After adding tests for guest accounts and a couple more features, I’ve probably raised coverage to 60%. I really should add @cypress/code-coverage to my CI build so I know more precisely. It’s on my list.
AI Code Generation
But let me tell you my biggest win in this story: I’ve been betting on the continual improvement of AI codegen for a while now. I don’t know if there are going to be any massive breakthroughs, but I know it will keep getting better. And this investment has paid off, because I no longer need to write my own functional tests. I have Claude write them for me. Of course, I review all the code, and make sure everything I want to cover is covered.
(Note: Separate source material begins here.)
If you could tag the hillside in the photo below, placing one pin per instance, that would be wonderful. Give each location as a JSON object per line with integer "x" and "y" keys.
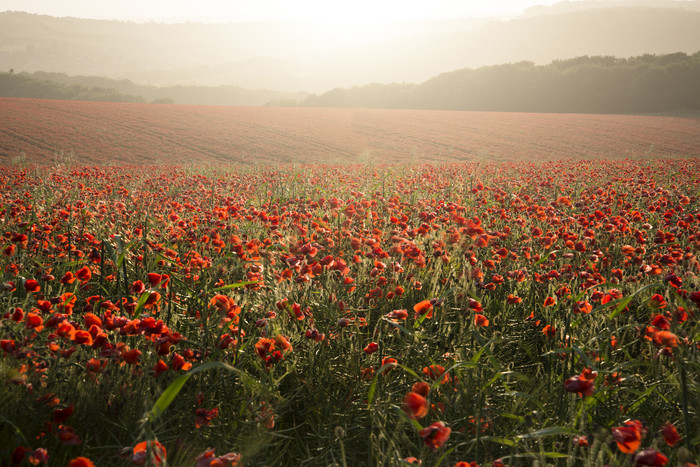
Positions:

But the latest Claude model — Opus 4.5 — writes the tests, runs them, and fixes them, all on its own. This is super important, because writing functional tests can be extremely time consuming. Earlier Claude models were simply unable to take on writing these tests for me. It was just too complex for them.
It probably helps that Claude has been helping me write functional specs and technical specs for all of these features — it seems to give Claude better context when it comes time to write the code. Or maybe that’s just my imagination. Either way, that’s a story for another time.
Want to stay agile? Write functional tests. Better yet, have your AI write them for you. You’ll be a lot less likely to release broken stuff to prod — and you’ll ship faster doing it.